Some near term candidates for anti-aging drug candidates are
Metformin has been a primary drug gainst diabetes for more than 50 years.
Studies show that metformin acts by boosting the activity of AMPK, a master metabolic regulator that favors fat- and sugar-burning and prevents their accumulation.
Because AMPK is relevant in all tissues, this makes metformin extremely important in reducing metabolic imbalances in the entire body.
Strong evidence suggests that metformin, through its protective effects and AMPK-activating properties, can help prevent cancer, cardiovascular disease, obesity and its consequences, and even neurodegenerative disorders.
Studies show that metformin fights obesity and reduces body fat mass, even in non-diabetic patients.
Metformin (dimethylbiguanide) is now reputed to be the most widely prescribed agent in the treatment of diabetes. Its history can be traced back to the use of Galega officinalis Linn as a herbal medicine in medieval Europe.
Researchers are working on drugs that are more powerful versions of Metformin.
Rapamycin seems to have antiaging benefits but it suppresses the immune system. Rapalogs are drugs that provide the benefits but not the bad side effects of rapamycin. They could be among the first real antiaging medicines.
Nicotinamide adenine dinucleotide (NAD) is naturally present in every cell of our body and plays a role in a myriad of cellular processes, most notably the one controlling DNA repair. NAD keeps our bodies built-in DNA repair machinery working smoothly. However, our NAD levels decline by about 50 percent as we age, which in turn, weakens the body’s defenses against age-related diseases such as diabetes, heart disease, cancer, and Alzheimer’s.
Dr. Sinclair believes that a compound found in all living cells, nicotinamide adenine dinucleotide (NAD), could be used to mimic these effects of calorie restriction in humans without the starvation or decreased reproductive capacity.
Sinclair’s lab showed that feeding mice nicotinamide mononucleotide (NMN)—a related, precursor compound that the body converts into NAD—may slow aging in the animals, mimicking the effects of calorie restriction. “We get the same effects as exercise or dieting,” he says. “The mice are leaner, have more energy. They can run further on a treadmill.” That research continues, and is poised to be tested in humans: the first stage of the trials of NMN that he was preparing to begin in August at a Harvard-affiliated hospital will test for NAD increases in the blood; after that, he plans to study NMN’s efficacy in treating diseases. Sinclair has been taking the compound himself for about a year. He’s reticent about that, to avoid sounding like a “kook,” but claims his lipid profile has improved dramatically and he feels generally less fatigued—though he admits this is not scientific.

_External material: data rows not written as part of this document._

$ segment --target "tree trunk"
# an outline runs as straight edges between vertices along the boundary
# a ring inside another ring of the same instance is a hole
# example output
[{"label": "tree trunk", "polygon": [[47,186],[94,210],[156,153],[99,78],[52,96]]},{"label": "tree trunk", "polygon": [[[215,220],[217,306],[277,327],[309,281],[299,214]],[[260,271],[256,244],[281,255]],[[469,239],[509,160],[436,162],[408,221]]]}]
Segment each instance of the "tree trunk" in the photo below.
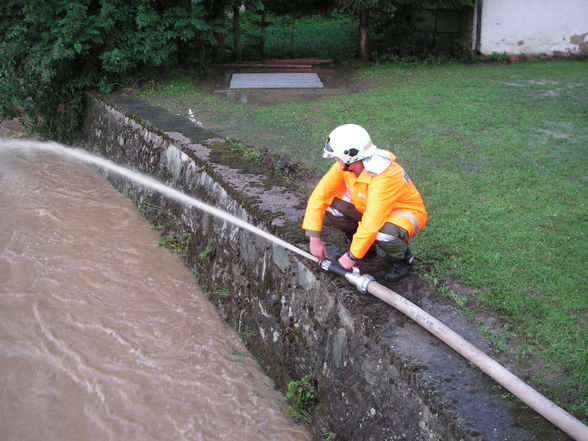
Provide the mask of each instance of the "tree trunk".
[{"label": "tree trunk", "polygon": [[233,45],[235,46],[235,61],[241,61],[241,9],[235,4],[233,6]]},{"label": "tree trunk", "polygon": [[366,9],[362,9],[359,11],[359,59],[361,61],[370,61],[367,25],[368,13]]},{"label": "tree trunk", "polygon": [[261,13],[261,29],[259,30],[259,59],[265,60],[265,30],[267,28],[267,12]]}]

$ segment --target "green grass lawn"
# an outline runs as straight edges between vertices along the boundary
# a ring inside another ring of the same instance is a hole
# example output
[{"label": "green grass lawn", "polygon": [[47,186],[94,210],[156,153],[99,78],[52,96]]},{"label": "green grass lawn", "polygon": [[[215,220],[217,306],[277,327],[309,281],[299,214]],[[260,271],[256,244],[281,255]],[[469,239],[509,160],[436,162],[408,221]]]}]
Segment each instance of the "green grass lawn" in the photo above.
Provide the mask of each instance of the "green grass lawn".
[{"label": "green grass lawn", "polygon": [[330,164],[320,158],[330,130],[363,125],[425,199],[429,223],[411,242],[421,275],[472,319],[498,317],[481,330],[588,420],[588,63],[380,65],[356,75],[362,92],[294,104],[240,105],[185,77],[142,94],[317,171]]}]

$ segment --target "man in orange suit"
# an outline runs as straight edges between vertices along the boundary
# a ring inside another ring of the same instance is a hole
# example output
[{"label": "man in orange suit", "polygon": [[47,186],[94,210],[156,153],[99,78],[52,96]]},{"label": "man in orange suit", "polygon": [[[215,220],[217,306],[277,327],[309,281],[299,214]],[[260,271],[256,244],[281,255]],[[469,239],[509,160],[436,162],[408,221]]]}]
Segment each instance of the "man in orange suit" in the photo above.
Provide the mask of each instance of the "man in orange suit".
[{"label": "man in orange suit", "polygon": [[342,230],[349,249],[338,263],[351,269],[380,248],[390,262],[386,280],[396,282],[410,272],[414,256],[408,241],[427,222],[423,199],[396,156],[377,148],[357,124],[331,132],[323,157],[335,163],[310,195],[302,228],[310,237],[310,252],[323,259],[320,239],[323,219]]}]

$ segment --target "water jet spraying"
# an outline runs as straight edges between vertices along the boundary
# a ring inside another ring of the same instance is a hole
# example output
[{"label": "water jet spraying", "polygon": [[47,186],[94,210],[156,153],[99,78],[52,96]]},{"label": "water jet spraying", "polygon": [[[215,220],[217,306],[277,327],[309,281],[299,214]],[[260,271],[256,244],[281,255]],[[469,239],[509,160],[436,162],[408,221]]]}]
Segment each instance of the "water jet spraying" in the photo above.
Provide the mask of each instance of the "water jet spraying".
[{"label": "water jet spraying", "polygon": [[478,366],[480,370],[492,377],[499,384],[517,396],[521,401],[526,403],[530,408],[537,411],[540,415],[545,417],[564,432],[568,433],[574,439],[578,441],[588,441],[588,427],[586,427],[582,422],[531,388],[520,378],[488,357],[485,353],[467,342],[465,339],[429,315],[427,312],[399,294],[395,293],[394,291],[377,283],[372,276],[366,274],[362,275],[358,270],[346,271],[336,262],[332,262],[329,259],[319,260],[310,253],[307,253],[289,244],[288,242],[285,242],[282,239],[279,239],[278,237],[243,221],[242,219],[239,219],[236,216],[205,204],[198,199],[187,196],[186,194],[170,188],[153,178],[116,165],[106,159],[100,158],[86,151],[68,148],[56,143],[35,143],[29,141],[11,142],[8,147],[58,153],[86,163],[103,167],[140,185],[153,189],[154,191],[157,191],[173,200],[176,200],[187,206],[193,206],[201,209],[207,213],[212,214],[213,216],[224,219],[240,228],[250,231],[290,251],[293,251],[302,257],[306,257],[313,262],[319,263],[322,270],[344,277],[352,285],[356,286],[360,292],[369,292],[375,297],[378,297],[380,300],[398,309],[412,320],[416,321],[424,329],[438,337],[468,361]]}]

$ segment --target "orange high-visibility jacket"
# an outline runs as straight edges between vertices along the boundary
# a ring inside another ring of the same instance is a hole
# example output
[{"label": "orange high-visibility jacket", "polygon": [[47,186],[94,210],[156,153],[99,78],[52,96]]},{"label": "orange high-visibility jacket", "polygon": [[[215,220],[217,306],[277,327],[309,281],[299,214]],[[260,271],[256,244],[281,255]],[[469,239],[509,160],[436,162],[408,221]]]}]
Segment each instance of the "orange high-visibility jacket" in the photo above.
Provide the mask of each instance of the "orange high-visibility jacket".
[{"label": "orange high-visibility jacket", "polygon": [[370,161],[377,162],[375,167],[364,160],[365,168],[359,176],[343,171],[339,163],[333,164],[310,195],[302,223],[309,235],[316,235],[335,198],[351,203],[363,214],[349,247],[357,259],[376,241],[386,222],[404,228],[412,237],[425,226],[428,217],[419,191],[396,163],[396,156],[381,149],[377,149],[376,156],[375,161]]}]

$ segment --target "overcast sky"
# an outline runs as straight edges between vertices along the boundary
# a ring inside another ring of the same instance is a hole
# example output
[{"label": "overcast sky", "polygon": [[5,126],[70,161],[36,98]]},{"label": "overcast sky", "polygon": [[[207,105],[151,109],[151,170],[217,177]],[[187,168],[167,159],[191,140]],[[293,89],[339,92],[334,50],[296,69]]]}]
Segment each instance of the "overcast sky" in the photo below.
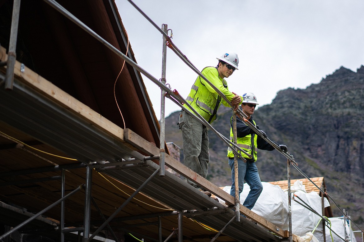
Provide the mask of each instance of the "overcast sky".
[{"label": "overcast sky", "polygon": [[[134,0],[201,71],[216,57],[236,53],[239,70],[226,78],[240,95],[262,105],[289,87],[318,83],[341,66],[364,65],[363,0]],[[161,77],[162,36],[127,0],[116,0],[138,64]],[[197,74],[167,48],[166,79],[184,98]],[[143,75],[160,118],[161,90]],[[166,99],[166,116],[180,110]]]}]

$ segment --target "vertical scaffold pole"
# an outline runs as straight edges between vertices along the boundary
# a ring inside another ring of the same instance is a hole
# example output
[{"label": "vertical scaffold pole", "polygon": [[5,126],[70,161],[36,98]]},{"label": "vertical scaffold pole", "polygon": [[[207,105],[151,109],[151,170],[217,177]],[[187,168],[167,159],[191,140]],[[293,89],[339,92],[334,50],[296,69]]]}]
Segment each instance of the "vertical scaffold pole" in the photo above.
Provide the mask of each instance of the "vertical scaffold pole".
[{"label": "vertical scaffold pole", "polygon": [[[287,152],[289,154],[289,152]],[[291,206],[291,162],[287,159],[287,181],[288,182],[288,223],[289,230],[289,242],[292,242],[293,237],[292,235],[292,207]]]},{"label": "vertical scaffold pole", "polygon": [[163,242],[162,237],[162,217],[158,216],[158,235],[159,237],[159,242]]},{"label": "vertical scaffold pole", "polygon": [[[236,134],[236,111],[233,113],[233,133],[234,143],[237,143],[237,136]],[[234,148],[237,152],[238,149]],[[240,221],[240,201],[239,197],[239,176],[238,166],[238,155],[236,153],[234,154],[234,185],[235,185],[235,221]]]},{"label": "vertical scaffold pole", "polygon": [[[165,33],[168,32],[168,25],[163,24],[162,25],[162,30]],[[163,36],[163,54],[162,58],[162,78],[161,81],[166,84],[166,65],[167,63],[167,39]],[[164,158],[166,151],[164,149],[165,119],[165,95],[166,92],[162,90],[161,95],[161,135],[159,136],[159,176],[164,176],[165,175]]]},{"label": "vertical scaffold pole", "polygon": [[5,89],[13,89],[14,82],[14,69],[16,61],[16,40],[19,26],[19,15],[20,9],[20,0],[14,0],[13,13],[11,17],[10,38],[9,41],[9,51],[7,61],[6,76],[5,77]]},{"label": "vertical scaffold pole", "polygon": [[92,168],[86,167],[86,186],[85,188],[85,209],[83,214],[83,242],[87,242],[90,234],[90,219],[91,206],[91,184],[92,183]]},{"label": "vertical scaffold pole", "polygon": [[[324,191],[324,189],[325,188],[324,187],[324,185],[322,184],[321,185],[321,190],[322,191]],[[325,193],[323,192],[321,192],[321,206],[322,207],[322,215],[323,216],[325,216],[325,204],[324,200],[324,195],[325,195]],[[326,233],[325,231],[325,221],[324,219],[322,220],[322,231],[323,234],[324,236],[324,242],[326,242]]]},{"label": "vertical scaffold pole", "polygon": [[[61,170],[61,176],[62,177],[62,184],[61,185],[61,197],[63,198],[65,195],[65,186],[66,179],[65,178],[64,169]],[[64,233],[63,233],[63,229],[64,228],[64,201],[61,202],[61,221],[59,225],[59,231],[60,232],[60,242],[64,241]]]},{"label": "vertical scaffold pole", "polygon": [[182,221],[183,216],[181,213],[178,213],[178,242],[183,242],[183,223]]}]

Mitochondria are intracellular organelles, known to be involved in various metabolisms and energy production. Particularly, adenosine triphosphate (ATP) important for the biological energy is a main resultant product of mitochondria. Low mitochondrial activity directly leads to the depletion of ATP, and depletion of ATP develops various diseases. For example, heart diseases, myasthenia, diabetes, liver diseases, mitochondrial diseases (mitochondrial dysfunction), brain diseases (e.g., neurodegenerative diseases such as Parkinson’s disease, Huntington’s disease, Alzheimer’s disease, amyotrophic lateral sclerosis and the like, and the like) can be caused, of which diabetes is particularly important.
Senolytics selectively induce death of senescent cells. Multiple possible senolytic agents are under investigation. There are at least 14 senolytics. Certain anti-cancer agents may in low doses decelerate aging and age-related diseases. Targeting cancer prevention pathways with anti-cancer agents may confer longevity effects by offering protection from metabolic pathologies during aging, independently of effects on cancer.
Researchers wrote that potential clinical trial scenarios include testing whether senolytic drugs could alleviate multiple chronic diseases in a single patient or whether such drugs could treat conditions that involve senescent cell accumulation in one location in the body, such as osteoarthritis.
They also suggest testing whether the drugs could treat diseases for which there are no medicines proven to slow the progression of that disease, such as idiopathic pulmonary fibrosis, a cell senescence-associated disease that affects the lungs.
Other potential clinical trial scenarios include testing whether the drugs could alleviate frailty in older adults or could treat conditions associated with chemotherapy or radiotherapy, since radiation can produce cellular senescence, Kirkland said.
One company, Unity Biotechnology, aims to be the first to demonstrate that removing senescent cells can cure human diseases.